Vulnerable and outdated components
- 2 minutes
This type of vulnerability occurs when you don’t know all the versions of all the components you use, and if the software is vulnerable, unsupported, or out of date.
Understanding the risks you inherit through dependencies helps improve the overall security of the codebase.
Important
Know what your digital components and dependencies are (bill of materials) for the project.
Whenever possible, keep the operating system, container images, frameworks, and individual project dependencies up to date. Remove unused dependencies, unnecessary features, components, files, and documentation.

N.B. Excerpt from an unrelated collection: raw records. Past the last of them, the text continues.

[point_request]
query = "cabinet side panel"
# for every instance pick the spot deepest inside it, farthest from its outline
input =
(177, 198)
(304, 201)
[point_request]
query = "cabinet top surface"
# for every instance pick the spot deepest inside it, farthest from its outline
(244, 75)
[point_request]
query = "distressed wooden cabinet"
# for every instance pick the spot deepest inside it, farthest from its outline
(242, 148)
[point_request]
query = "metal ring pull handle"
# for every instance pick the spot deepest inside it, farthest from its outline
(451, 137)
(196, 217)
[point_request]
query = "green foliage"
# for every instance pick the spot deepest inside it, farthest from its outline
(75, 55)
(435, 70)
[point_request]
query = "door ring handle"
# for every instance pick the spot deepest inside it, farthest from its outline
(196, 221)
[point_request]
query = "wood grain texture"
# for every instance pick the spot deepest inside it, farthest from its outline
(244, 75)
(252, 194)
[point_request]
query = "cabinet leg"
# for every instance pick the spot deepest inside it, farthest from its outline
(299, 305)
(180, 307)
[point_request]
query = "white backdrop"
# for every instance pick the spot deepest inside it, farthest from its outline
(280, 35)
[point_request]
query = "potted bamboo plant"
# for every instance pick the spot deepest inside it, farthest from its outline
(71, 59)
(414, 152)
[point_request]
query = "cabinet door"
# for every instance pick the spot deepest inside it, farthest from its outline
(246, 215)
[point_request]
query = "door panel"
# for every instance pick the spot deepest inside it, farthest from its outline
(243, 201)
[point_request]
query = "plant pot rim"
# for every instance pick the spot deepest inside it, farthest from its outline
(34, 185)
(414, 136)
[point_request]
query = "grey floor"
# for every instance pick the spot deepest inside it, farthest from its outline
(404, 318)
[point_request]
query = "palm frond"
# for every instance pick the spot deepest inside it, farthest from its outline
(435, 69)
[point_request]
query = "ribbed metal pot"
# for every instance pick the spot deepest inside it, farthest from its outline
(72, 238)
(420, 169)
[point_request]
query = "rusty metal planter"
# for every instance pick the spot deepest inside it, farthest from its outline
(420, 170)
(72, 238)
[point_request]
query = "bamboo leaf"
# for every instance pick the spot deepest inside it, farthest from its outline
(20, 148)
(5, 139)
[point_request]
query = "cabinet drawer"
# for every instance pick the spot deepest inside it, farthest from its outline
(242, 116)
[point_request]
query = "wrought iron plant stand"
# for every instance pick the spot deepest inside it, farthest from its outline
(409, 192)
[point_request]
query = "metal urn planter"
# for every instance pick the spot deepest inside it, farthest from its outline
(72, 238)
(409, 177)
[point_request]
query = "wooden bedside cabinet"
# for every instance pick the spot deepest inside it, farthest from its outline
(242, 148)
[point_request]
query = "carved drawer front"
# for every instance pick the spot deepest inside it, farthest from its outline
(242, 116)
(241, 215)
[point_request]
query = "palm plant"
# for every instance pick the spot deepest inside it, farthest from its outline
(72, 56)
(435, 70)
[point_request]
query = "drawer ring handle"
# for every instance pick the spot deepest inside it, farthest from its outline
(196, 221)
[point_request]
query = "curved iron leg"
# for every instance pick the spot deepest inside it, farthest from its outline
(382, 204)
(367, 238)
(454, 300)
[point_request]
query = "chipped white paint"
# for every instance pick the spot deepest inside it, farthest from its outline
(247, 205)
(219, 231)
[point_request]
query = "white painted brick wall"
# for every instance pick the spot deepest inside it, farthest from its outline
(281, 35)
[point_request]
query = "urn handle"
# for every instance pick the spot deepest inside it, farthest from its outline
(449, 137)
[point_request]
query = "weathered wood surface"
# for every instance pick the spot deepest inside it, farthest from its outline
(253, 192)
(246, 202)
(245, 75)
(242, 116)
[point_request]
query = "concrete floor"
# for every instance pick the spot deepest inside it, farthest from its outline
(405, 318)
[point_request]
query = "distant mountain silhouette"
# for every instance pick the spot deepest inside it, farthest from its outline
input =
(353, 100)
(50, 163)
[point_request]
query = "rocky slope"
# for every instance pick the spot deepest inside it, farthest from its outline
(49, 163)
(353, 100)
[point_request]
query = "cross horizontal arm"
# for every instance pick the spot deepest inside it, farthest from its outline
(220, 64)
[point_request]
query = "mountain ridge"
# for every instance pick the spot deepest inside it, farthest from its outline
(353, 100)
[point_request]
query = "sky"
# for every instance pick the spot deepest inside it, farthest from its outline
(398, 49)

For example, Microsoft keeps the .NET framework up to date with the Windows Update service.
Individual components and dependencies can be kept up-to-date using the NuGet package manager, enabling .NET developers to create, share, and consume .NET libraries.
Most modern integrated development environments (IDEs) streamline update processes. Visual Studio informs developers about updates available to the dependencies across the entire solution.
Code review notes
To prevent vulnerable and outdated components in .NET applications, you should remove any unused or unnecessary components from your application.
Plan and schedule regular updates of your product's components.
Manually monitoring sources like Common Vulnerability and Exposures (CVE) and National Vulnerability Database (NVD) for vulnerabilities in the components you use is tedious and time consuming. Apply automation and tooling, like GitHub Dependabot version updates or Snyk to keep up with dependency updates and security risks.